Michael Bay blows a lot of shit up. He may not single-mindedly hate the Earth like his co-master of cinematic disaster Roland Emmerich, but he loves destroying things on the planet and putting them on film, and he takes a great deal of care when doing so. In fact, he cares so much, he can’t help but equate his artistry with the meticulous process by which a chef might make a… uh, salad.
Look, they’re Bay’s words, not mine. In an interview with Empire about his upcoming film Ambulance, the director explained his philosophy about making things go boom. “There’s a special sauce for explosions. It’s like a recipe. I see some directors do it, and they look cheesy, or it won’t have a shockwave. There are certain ways with explosions where you’re mixing different things, and different types of explosions to make it look more realistic. It’s like making a Caesar salad.”

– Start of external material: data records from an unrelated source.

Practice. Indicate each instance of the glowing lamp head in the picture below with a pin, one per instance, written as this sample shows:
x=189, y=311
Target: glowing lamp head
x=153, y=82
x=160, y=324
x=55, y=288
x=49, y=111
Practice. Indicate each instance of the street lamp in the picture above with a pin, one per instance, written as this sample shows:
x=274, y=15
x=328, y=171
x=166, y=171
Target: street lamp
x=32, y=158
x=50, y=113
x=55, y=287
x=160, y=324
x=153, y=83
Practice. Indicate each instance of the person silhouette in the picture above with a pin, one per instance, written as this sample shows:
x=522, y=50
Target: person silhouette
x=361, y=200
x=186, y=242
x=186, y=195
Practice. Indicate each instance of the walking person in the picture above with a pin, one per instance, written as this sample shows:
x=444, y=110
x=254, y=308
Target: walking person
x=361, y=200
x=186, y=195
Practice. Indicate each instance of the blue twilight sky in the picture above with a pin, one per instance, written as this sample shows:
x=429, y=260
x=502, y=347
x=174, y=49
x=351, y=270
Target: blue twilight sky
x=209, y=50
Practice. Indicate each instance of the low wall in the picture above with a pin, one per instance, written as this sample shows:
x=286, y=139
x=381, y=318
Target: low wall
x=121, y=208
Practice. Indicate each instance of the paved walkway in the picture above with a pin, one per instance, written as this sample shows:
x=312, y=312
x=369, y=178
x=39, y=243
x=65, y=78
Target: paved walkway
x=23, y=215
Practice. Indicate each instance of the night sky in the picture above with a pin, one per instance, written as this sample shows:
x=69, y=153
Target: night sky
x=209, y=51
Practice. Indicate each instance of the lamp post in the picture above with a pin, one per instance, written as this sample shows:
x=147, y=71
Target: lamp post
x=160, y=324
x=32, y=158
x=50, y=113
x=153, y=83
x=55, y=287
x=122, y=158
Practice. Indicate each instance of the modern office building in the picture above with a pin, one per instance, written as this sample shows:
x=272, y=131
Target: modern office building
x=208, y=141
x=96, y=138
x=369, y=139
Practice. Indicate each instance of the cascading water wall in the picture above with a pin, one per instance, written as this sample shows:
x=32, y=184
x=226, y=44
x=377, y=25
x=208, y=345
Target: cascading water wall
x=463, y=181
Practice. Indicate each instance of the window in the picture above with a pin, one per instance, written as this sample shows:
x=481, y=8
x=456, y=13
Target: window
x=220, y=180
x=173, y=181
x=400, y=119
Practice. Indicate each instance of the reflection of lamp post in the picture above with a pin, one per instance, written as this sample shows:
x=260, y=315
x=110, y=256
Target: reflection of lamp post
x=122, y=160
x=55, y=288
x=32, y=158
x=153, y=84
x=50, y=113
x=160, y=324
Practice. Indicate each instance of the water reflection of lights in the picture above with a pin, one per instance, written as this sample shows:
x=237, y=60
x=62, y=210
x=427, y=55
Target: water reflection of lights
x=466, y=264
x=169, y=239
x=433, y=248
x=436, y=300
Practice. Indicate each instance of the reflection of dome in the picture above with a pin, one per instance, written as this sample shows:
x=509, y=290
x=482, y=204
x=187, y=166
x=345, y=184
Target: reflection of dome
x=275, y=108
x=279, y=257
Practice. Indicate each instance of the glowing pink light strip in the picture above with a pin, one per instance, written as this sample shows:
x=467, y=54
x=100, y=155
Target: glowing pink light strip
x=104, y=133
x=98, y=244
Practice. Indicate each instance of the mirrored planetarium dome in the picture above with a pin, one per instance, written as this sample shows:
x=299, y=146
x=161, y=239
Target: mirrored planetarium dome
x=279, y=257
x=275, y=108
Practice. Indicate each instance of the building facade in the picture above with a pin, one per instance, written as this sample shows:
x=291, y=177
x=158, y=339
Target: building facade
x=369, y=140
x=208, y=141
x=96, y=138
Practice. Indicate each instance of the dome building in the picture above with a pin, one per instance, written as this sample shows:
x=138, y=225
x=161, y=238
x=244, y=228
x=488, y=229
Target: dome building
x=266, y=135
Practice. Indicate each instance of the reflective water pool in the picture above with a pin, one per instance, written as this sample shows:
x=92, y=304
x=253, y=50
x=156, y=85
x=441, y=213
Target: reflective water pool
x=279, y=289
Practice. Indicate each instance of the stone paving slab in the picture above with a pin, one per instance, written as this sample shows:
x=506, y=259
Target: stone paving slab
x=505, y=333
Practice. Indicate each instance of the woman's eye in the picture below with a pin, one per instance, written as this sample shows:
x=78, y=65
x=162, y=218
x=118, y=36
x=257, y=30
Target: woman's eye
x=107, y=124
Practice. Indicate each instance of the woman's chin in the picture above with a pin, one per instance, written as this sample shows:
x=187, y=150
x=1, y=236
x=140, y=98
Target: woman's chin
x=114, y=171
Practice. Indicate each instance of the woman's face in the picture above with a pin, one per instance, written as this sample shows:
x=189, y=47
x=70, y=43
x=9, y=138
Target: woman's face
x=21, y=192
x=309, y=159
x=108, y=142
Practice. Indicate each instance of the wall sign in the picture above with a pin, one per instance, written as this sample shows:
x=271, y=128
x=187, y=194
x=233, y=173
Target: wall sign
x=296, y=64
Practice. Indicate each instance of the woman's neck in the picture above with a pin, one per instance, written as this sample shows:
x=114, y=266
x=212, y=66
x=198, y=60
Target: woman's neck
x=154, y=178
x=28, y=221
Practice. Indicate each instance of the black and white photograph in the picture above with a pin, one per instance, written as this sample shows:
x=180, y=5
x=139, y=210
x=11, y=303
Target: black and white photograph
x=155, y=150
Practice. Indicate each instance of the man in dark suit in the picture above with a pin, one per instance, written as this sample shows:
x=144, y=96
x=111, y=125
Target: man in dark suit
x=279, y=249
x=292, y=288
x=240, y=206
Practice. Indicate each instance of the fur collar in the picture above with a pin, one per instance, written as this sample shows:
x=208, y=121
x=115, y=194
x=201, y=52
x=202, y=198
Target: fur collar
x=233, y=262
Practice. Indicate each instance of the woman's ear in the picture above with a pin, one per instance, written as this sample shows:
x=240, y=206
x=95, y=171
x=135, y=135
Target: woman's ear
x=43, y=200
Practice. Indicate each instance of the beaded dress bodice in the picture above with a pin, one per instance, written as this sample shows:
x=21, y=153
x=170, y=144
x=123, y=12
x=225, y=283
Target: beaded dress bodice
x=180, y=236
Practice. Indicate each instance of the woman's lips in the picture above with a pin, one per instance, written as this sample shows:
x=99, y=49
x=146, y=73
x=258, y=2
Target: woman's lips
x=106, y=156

Jokes aside, I understand what he’s saying. And while I may think most (or all) Michael Bay movies are bad and stupid, and I may loathe the man personally for unleashing five awful Transformers films into the world that I was forced to watch because of my chosen profession, I have no doubt he carefully crafts each explosion he puts on screen to make it look right, to make it the right size, and to make it as exciting as possible. The question I have is whether that care means anything to viewers, who would be equally enthused watching any big explosion, or if Bay’s “recipes” are subconsciously affecting our emotional responses in some way. I absolutely allow that the latter is possible, since there are a lot of subtle things movies do to convey information and emotional impact that non-filmmakers (like myself) never notice.
According to the interview, Bay’s favourite explosion is a fireball in Pearl Harbour which he’s convinced is the biggest explosion ever put on film. Unfortunately, the Guinness Book of World Records currently lists the destruction of Blofeld’s base from the movie Spectre as the biggest, but at least Bay’s taking it well: “James Bond tried to take the ‘largest explosion in the world.’ Bullshit. Ours is.”